You can see how clever I was being, can’t you?  At the same time I’d shown that I had the kind of visions the “super-apostles” are nattering on about, and how little I thought of them, how little value they really are when the rubber meets the road.  In fact, far from being signs that I was some super-man, some super-Christian, they were signs of my weakness.  And could I help it if they concluded that they were signs of weakness in the “super-apostles?”  Of course, any cleverness I show comes from God, so I’m not boasting about it, you understand . . .  

But if I were to boast, I could, I wouldn’t be a fool, I wouldn’t be lying, but I won’t, so that no one may think better of me than what is seen in me or heard from me.  Actions speak louder than words, even words as exceptional as the revelations I received on that trip to Paradise . . . revelations so remarkable that to keep me from being too elated, to keep me from getting a big head, a thorn was given me in the flesh, a messenger of Satan to torment me, to keep me from being too elated.  Or so I thought at the time . . .

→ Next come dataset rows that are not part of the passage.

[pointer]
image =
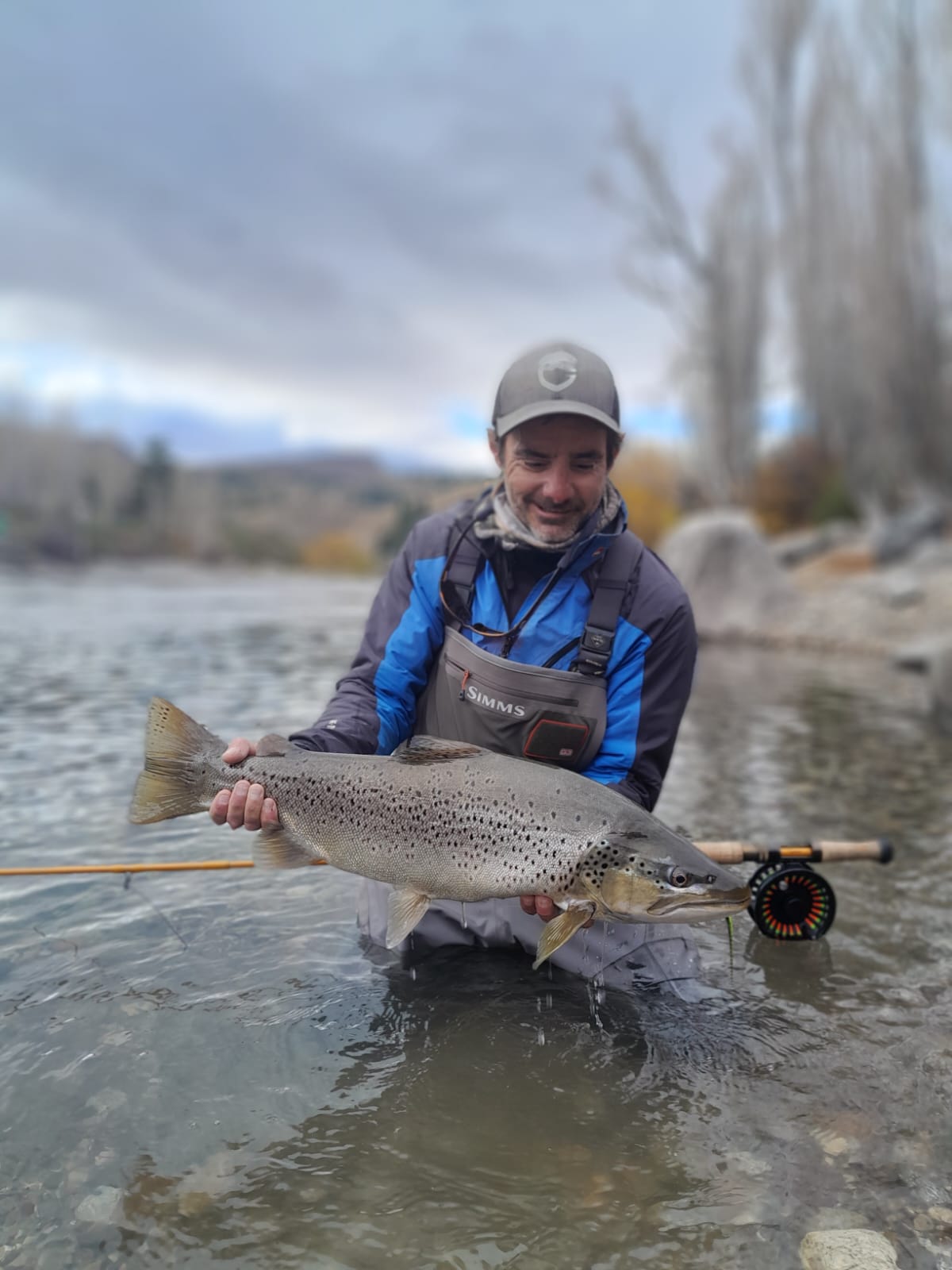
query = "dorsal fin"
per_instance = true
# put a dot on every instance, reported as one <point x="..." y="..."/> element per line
<point x="435" y="749"/>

And over the years, I’ve heard all kinds of speculation about this thorn.  It’s managed to keep us all amused up on Cloud Fifteen . . . We even have a pool going on when somebody’s going to figure it out.  (I have next November, by the way.). Over the centuries, whole forests of paper have been sacrificed speculating about it, but nobody has managed to get it  . . . the most popular opinion, because biblical scholars have dirty minds, is that it was something to do with sex.  Maybe I had some kind of problem with women, the theory goes, somebody's even speculated I was gay.  No that there’s anything wrong with that, you understand . . . Others speculate I had some kind physical defect or another—not debilitating one, you understand, or I couldn’t have stomped around the Middle East planting all those churches—but some kind, maybe bad eyes or body odor or something.  Finally, I’ve heard that the thorn referred to all my opponents, like those blasted “super-apostles” themselves, or all those morons that flogged and imprisoned and stoned me . . . But it’s none of those things, though one is in the ballpark . . . And I’m not going to tell you what it was, because, once again,  it's none of your business.

Anyway, back in the day, I thought that God had, kind of like with Job, allowed Satan to give me this affliction to keep me from getting a swelled head.  See, in those days, we thought everything—good, bad and indifferent—came from God.  Now, of course, we know better, we know that, basically, stuff happens, and that God is not the author of it all . . . But back then, I was anguished about it, it drove me crazy, embarrassed me, even, and I prayed to God three times about it, asking him—like Jesus did himself—to take it away, but God wouldn’t.  But I did get an answer of sorts, and it blew me away: “My grace is sufficient for you, for power is made perfect in weakness . . .”  power is made perfect in weakness . . . what a blow—I didn’t like suffering any better than anyone else, and if anyone thought this trip to the third Heaven made me into some kind of uber-Christian, some kind of spiritual giant, that should’ve disabused them of the notion . . . I get afflicted just like the best of them, just like the worst of them.  Just like everyone, really.  And now I know that God doesn’t bring affliction, God doesn’t want our pain, but God can help use it for good . . .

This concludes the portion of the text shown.